George Christian Schylder (born 27 January 1888, SC 1903) served in the AIF as a private (1915-18). On 28 July 2009 I discovered that he was killed in action at Mont St Quentin, France on 1 September 1918.

Robert Smith (born 1 April 1889, SC 1904-05) served in the AIF as a private (1916-17). In a letter to the Scotch Archives dated 20 July 1998, his granddaughter advised that he was killed in action at Glencorse Wood, France, on 26 September 1917.

John Hearn Snowball (born 21 August 1886, SC 1898) attended Melbourne Grammar School from 1899 to 1904. He was a lieutenant in the British Army. On 4 September 2004 I saw his distinctive name in Liber Melburniensis and discovered that he died of wounds in France on 15 September 1916.



Charles Stanley White (born 28 June 1896, SC 1911-13) served in the AIF (1917-19), becoming a sergeant. His death at Canterbury on 3 May 1921 was long known to Scotch, but only when re-examining prescribed war period deaths did I discover on 18 April 2013 that the CWGC recognises his death as one from war-related illness.

Norman Mackenzie Wood (born 14 May 1885, SC 1899-1900) served in the British Army’s 2nd Royal Berkshire Regiment as a corporal. In attempting to find this elusive man I discovered his death notice on 19 January 2011, revealing that he died of war-related illness at the Randwick Military Hospital in Sydney on 30 March 1919.

These 29 Scotch Collegians all chose to risk their lives in a war in which they believed, with all ultimately dying as a result of that commitment. They are now appropriately honoured along with their other Scotch brothers.

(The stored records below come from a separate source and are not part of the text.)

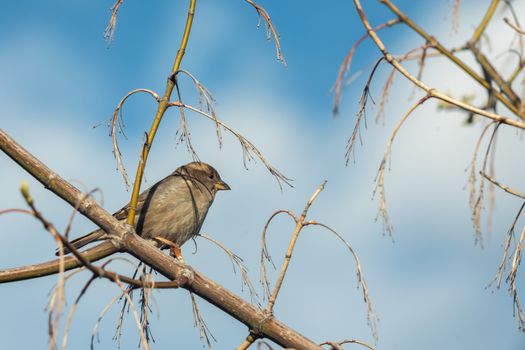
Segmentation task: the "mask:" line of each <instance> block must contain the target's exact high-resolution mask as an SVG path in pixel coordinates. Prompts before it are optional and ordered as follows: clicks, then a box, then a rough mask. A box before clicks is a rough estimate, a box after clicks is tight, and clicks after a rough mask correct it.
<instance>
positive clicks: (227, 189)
mask: <svg viewBox="0 0 525 350" xmlns="http://www.w3.org/2000/svg"><path fill="white" fill-rule="evenodd" d="M213 187H215V189H216V190H217V191H221V190H222V191H228V190H229V189H230V186H228V184H227V183H226V182H224V181H222V180H221V181H217V182H216V183H215V184H214V185H213Z"/></svg>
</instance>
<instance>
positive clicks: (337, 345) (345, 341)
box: [319, 339, 375, 350]
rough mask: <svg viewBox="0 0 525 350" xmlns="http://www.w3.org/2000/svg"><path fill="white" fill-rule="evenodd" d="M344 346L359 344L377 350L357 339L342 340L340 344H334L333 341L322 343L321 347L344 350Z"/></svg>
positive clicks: (346, 339) (339, 343) (364, 346)
mask: <svg viewBox="0 0 525 350" xmlns="http://www.w3.org/2000/svg"><path fill="white" fill-rule="evenodd" d="M344 344H358V345H361V346H363V347H365V348H367V349H370V350H375V348H374V347H373V346H371V345H368V344H367V343H365V342H362V341H360V340H356V339H345V340H342V341H339V342H333V341H326V342H324V343H321V344H319V345H321V346H322V345H328V346H331V347H332V350H343V345H344Z"/></svg>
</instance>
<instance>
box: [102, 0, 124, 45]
mask: <svg viewBox="0 0 525 350" xmlns="http://www.w3.org/2000/svg"><path fill="white" fill-rule="evenodd" d="M123 2H124V0H117V2H116V3H115V5H113V6H112V7H111V17H110V19H109V23H108V26H107V27H106V29H105V30H104V39H105V40H106V42H107V44H108V46H109V45H110V44H111V42H112V41H113V39H114V38H115V30H116V29H117V15H118V10H119V9H120V5H122V3H123Z"/></svg>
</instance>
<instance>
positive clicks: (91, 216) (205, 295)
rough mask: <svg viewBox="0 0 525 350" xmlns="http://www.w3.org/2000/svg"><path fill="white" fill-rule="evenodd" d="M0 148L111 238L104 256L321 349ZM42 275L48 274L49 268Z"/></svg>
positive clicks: (16, 278)
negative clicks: (110, 243) (140, 270)
mask: <svg viewBox="0 0 525 350" xmlns="http://www.w3.org/2000/svg"><path fill="white" fill-rule="evenodd" d="M0 148H1V149H2V150H3V151H4V152H5V153H6V154H7V155H8V156H9V157H11V158H12V159H13V160H14V161H15V162H17V163H18V164H19V165H20V166H21V167H23V168H24V169H25V170H27V171H28V172H29V173H30V174H31V175H32V176H34V177H35V178H36V179H37V180H38V181H40V182H41V183H42V184H43V185H44V186H45V187H46V188H47V189H49V190H51V191H52V192H53V193H55V194H56V195H58V196H59V197H61V198H62V199H64V200H65V201H67V202H68V203H69V204H70V205H72V206H73V207H75V208H77V210H78V211H79V212H80V213H81V214H83V215H84V216H86V217H87V218H89V219H90V220H91V221H93V222H94V223H95V224H97V225H98V226H99V227H101V228H103V229H104V230H105V231H106V232H108V233H109V234H110V235H112V237H114V238H113V239H112V241H111V242H112V243H113V244H114V247H111V246H107V250H105V251H104V252H105V253H107V255H109V254H110V252H112V253H114V252H116V251H117V250H124V251H127V252H129V253H130V254H132V255H134V256H135V257H137V258H138V259H140V260H141V261H143V262H145V263H146V264H148V265H150V266H151V267H153V268H154V269H155V270H157V271H158V272H159V273H161V274H162V275H164V276H165V277H167V278H169V279H170V280H175V281H177V282H179V284H180V287H182V288H185V289H187V290H189V291H191V292H193V293H195V294H196V295H198V296H200V297H201V298H203V299H205V300H207V301H208V302H210V303H211V304H213V305H215V306H216V307H218V308H220V309H221V310H223V311H224V312H226V313H228V314H229V315H231V316H232V317H234V318H235V319H237V320H239V321H240V322H242V323H244V324H245V325H246V326H247V327H248V328H249V329H250V330H252V331H253V332H254V333H255V334H258V335H260V336H261V337H265V338H268V339H271V340H273V341H274V342H276V343H277V344H279V345H280V346H283V347H286V348H295V349H320V346H319V345H317V344H315V343H314V342H312V341H311V340H309V339H307V338H306V337H304V336H303V335H302V334H300V333H298V332H297V331H295V330H293V329H291V328H290V327H288V326H286V325H285V324H283V323H281V322H280V321H278V320H277V319H276V318H275V317H274V316H273V315H272V314H268V313H265V312H263V311H262V310H259V309H257V308H255V307H254V306H252V305H250V304H249V303H247V302H246V301H244V300H243V299H241V298H240V297H238V296H237V295H235V294H233V293H232V292H230V291H229V290H227V289H226V288H224V287H222V286H221V285H219V284H217V283H216V282H214V281H213V280H211V279H209V278H207V277H206V276H204V275H202V274H201V273H199V272H197V271H195V270H194V269H192V268H191V267H189V266H185V265H183V264H181V263H180V262H178V261H177V260H176V259H173V258H172V257H170V256H168V255H166V254H164V253H162V252H161V251H160V250H159V249H157V248H155V247H153V246H152V245H150V244H149V243H147V242H146V241H145V240H143V239H142V238H140V237H139V236H137V235H136V234H134V232H133V229H132V228H131V226H128V225H125V224H123V223H120V222H119V221H118V220H116V219H115V218H114V217H113V216H112V215H111V214H109V213H108V212H107V211H105V210H104V209H103V208H101V207H100V206H99V205H98V204H97V203H96V202H95V201H94V200H93V199H92V198H89V197H88V198H86V197H85V196H84V195H83V194H82V193H81V192H80V191H79V190H78V189H76V188H75V187H74V186H72V185H71V184H70V183H68V182H67V181H65V180H64V179H62V178H61V177H60V176H58V174H56V173H54V172H53V171H51V170H50V169H49V168H48V167H46V166H45V165H44V164H43V163H42V162H40V161H39V160H38V159H36V158H35V157H34V156H33V155H31V154H30V153H29V152H28V151H26V150H25V149H24V148H22V147H21V146H20V145H18V144H17V143H16V142H15V141H14V140H13V139H12V138H11V137H9V135H7V134H6V133H5V132H4V131H3V130H1V129H0ZM106 245H107V244H106ZM93 249H95V248H93ZM102 255H103V254H102ZM88 258H90V259H91V258H92V257H88ZM9 271H11V272H13V271H14V270H13V269H11V270H8V271H4V272H3V271H0V282H9V281H15V280H19V279H21V278H19V277H20V276H25V278H31V277H38V276H40V275H34V276H31V277H28V276H27V275H23V274H22V275H21V274H20V271H18V274H14V273H12V275H11V276H9ZM46 271H47V272H49V270H46ZM9 277H12V278H11V279H10V278H9Z"/></svg>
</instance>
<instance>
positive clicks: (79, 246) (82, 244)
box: [55, 229, 106, 256]
mask: <svg viewBox="0 0 525 350" xmlns="http://www.w3.org/2000/svg"><path fill="white" fill-rule="evenodd" d="M105 234H106V233H105V232H104V230H102V229H98V230H95V231H93V232H90V233H88V234H87V235H85V236H82V237H79V238H76V239H74V240H72V241H71V242H70V243H71V245H72V246H73V247H74V248H75V249H79V248H82V247H83V246H85V245H87V244H89V243H92V242H96V241H99V240H100V239H101V238H102V237H104V236H105ZM69 253H71V251H70V250H69V249H67V248H66V247H64V254H69ZM55 255H57V256H58V255H59V252H58V249H57V250H56V251H55Z"/></svg>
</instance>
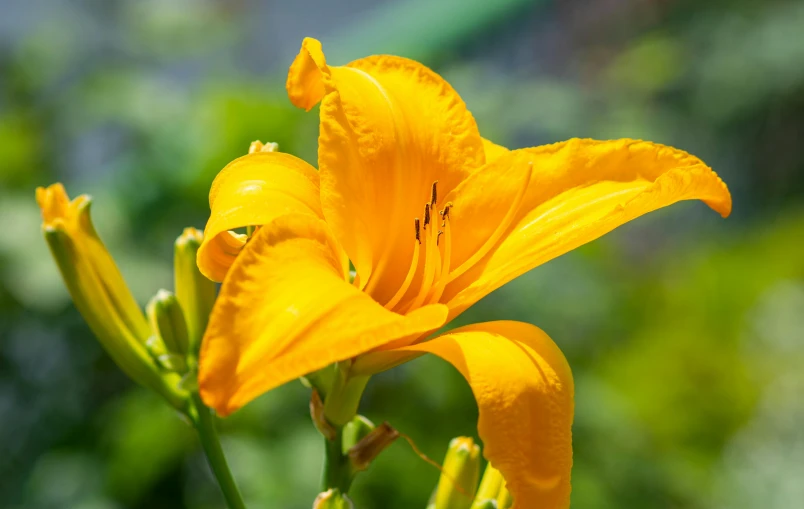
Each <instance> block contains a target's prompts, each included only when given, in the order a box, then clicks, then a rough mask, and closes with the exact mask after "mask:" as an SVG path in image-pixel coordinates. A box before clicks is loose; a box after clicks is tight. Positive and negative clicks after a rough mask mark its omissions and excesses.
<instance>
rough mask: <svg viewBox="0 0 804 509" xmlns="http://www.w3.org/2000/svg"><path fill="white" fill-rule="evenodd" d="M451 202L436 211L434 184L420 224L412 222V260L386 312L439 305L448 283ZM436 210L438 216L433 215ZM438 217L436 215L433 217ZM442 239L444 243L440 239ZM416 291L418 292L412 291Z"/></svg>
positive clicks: (435, 186)
mask: <svg viewBox="0 0 804 509" xmlns="http://www.w3.org/2000/svg"><path fill="white" fill-rule="evenodd" d="M452 208H453V204H452V202H447V203H446V204H445V205H444V208H443V209H441V210H438V181H437V180H436V181H435V182H433V185H432V187H431V191H430V201H429V202H428V203H425V205H424V214H423V220H422V219H420V218H418V217H417V218H414V220H413V226H414V235H415V238H414V244H413V260H412V261H411V264H410V268H409V269H408V273H407V275H406V276H405V280H404V281H403V282H402V285H400V287H399V289H398V290H397V292H396V293H395V294H394V296H393V297H392V298H391V300H389V301H388V302H387V303H386V304H385V308H387V309H394V310H396V311H398V312H400V313H406V312H408V311H410V310H412V309H416V308H418V307H420V306H422V305H423V304H432V303H435V302H438V300H439V299H440V298H441V295H442V294H443V293H444V288H445V287H446V285H447V282H448V280H449V261H450V256H451V251H452V233H451V232H452V227H451V225H450V220H449V213H450V210H451V209H452ZM437 210H438V212H436V211H437ZM436 214H437V215H436ZM442 237H443V239H442ZM415 288H418V291H413V289H415Z"/></svg>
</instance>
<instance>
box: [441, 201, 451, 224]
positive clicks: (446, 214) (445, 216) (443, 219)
mask: <svg viewBox="0 0 804 509" xmlns="http://www.w3.org/2000/svg"><path fill="white" fill-rule="evenodd" d="M451 207H452V202H447V204H446V205H445V206H444V210H442V211H441V212H439V214H441V227H442V228H445V227H446V226H447V219H449V209H450V208H451Z"/></svg>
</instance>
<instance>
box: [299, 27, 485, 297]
mask: <svg viewBox="0 0 804 509" xmlns="http://www.w3.org/2000/svg"><path fill="white" fill-rule="evenodd" d="M287 88H288V94H289V95H290V98H291V101H293V103H294V104H296V105H297V106H299V107H302V108H305V109H309V108H311V107H312V106H313V105H314V104H316V103H317V102H318V101H319V100H320V101H321V110H320V136H319V147H318V164H319V170H320V172H321V202H322V206H323V209H324V216H325V217H326V220H327V222H328V223H329V224H330V226H331V227H332V229H333V232H334V233H335V235H336V237H337V238H338V240H339V241H340V243H341V244H342V245H343V247H344V249H345V250H346V252H347V253H348V254H349V258H350V259H351V260H352V262H353V263H354V265H355V268H356V270H357V273H358V275H359V277H360V281H361V286H363V287H365V289H366V291H367V292H368V293H370V294H371V295H372V296H374V297H375V299H376V300H377V301H378V302H380V303H381V304H384V303H387V302H388V301H389V300H391V298H392V296H393V295H394V294H395V293H396V292H397V290H398V289H399V288H400V286H401V285H402V282H403V281H404V280H405V277H406V275H407V273H408V268H409V267H410V265H411V260H412V258H413V251H414V246H413V243H414V235H415V230H414V218H416V217H418V218H422V217H423V208H424V205H425V203H428V202H429V201H430V198H431V187H432V184H433V182H435V181H438V193H439V194H440V195H441V196H443V195H445V194H447V193H449V192H450V191H451V190H452V189H454V188H455V186H456V185H457V184H458V183H459V182H460V181H461V180H463V179H464V178H465V177H466V176H468V175H469V174H470V173H471V172H472V170H474V169H476V168H479V167H480V166H482V165H483V163H484V152H483V141H482V139H481V137H480V135H479V133H478V131H477V126H476V124H475V121H474V118H473V117H472V115H471V114H470V113H469V112H468V111H467V110H466V106H465V105H464V103H463V101H462V100H461V98H460V97H459V96H458V94H457V93H456V92H455V91H454V90H453V89H452V87H450V85H449V84H448V83H447V82H445V81H444V80H443V79H442V78H441V77H440V76H438V75H437V74H436V73H434V72H433V71H431V70H430V69H428V68H427V67H425V66H423V65H421V64H419V63H417V62H414V61H411V60H407V59H404V58H399V57H392V56H374V57H368V58H364V59H360V60H356V61H354V62H352V63H350V64H348V65H347V66H343V67H331V66H327V64H326V59H325V57H324V54H323V52H322V50H321V44H320V43H319V42H318V41H316V40H314V39H305V40H304V42H303V44H302V48H301V51H300V53H299V55H298V56H297V57H296V60H295V61H294V62H293V65H292V66H291V68H290V71H289V74H288V82H287Z"/></svg>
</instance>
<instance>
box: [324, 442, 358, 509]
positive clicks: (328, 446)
mask: <svg viewBox="0 0 804 509" xmlns="http://www.w3.org/2000/svg"><path fill="white" fill-rule="evenodd" d="M351 485H352V471H351V468H350V465H349V456H347V455H345V454H343V429H341V428H339V429H338V431H337V434H336V435H335V438H333V439H332V440H327V439H324V472H323V473H322V476H321V491H327V490H328V489H330V488H337V489H338V490H340V492H341V493H344V494H345V493H348V492H349V487H350V486H351Z"/></svg>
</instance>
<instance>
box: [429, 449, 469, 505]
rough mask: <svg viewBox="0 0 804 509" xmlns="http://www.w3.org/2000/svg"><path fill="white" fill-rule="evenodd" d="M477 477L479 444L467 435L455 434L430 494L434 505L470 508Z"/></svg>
mask: <svg viewBox="0 0 804 509" xmlns="http://www.w3.org/2000/svg"><path fill="white" fill-rule="evenodd" d="M479 478H480V446H478V445H477V444H475V443H474V440H472V439H471V438H469V437H458V438H454V439H453V440H452V441H451V442H450V444H449V449H447V455H446V457H445V458H444V469H443V471H442V473H441V478H440V479H439V480H438V487H437V488H436V491H435V495H434V497H433V500H432V502H433V504H432V507H433V509H469V508H470V507H471V505H472V500H473V499H474V497H475V491H476V490H477V482H478V479H479Z"/></svg>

On 21 April 2015, after the addition of the names of the 29 men above, I discovered another ‘new’ World War I death. Russell Frank Clarke (born 21 January 1897, SC 1911-12) had already been recorded in Scotch records as having died on 22 November 1958. However, it proved impossible to verify the source of that date, and in doing further research it was discovered that Russell had actually served in the British Army from 1914 to 1917 and was a second lieutenant when he was killed in action at Arras, France on 21 May 1917.

Until the fate of every Old Boy and staff member of service age is known we cannot definitively say that the list of those who died as a result of World War I is complete.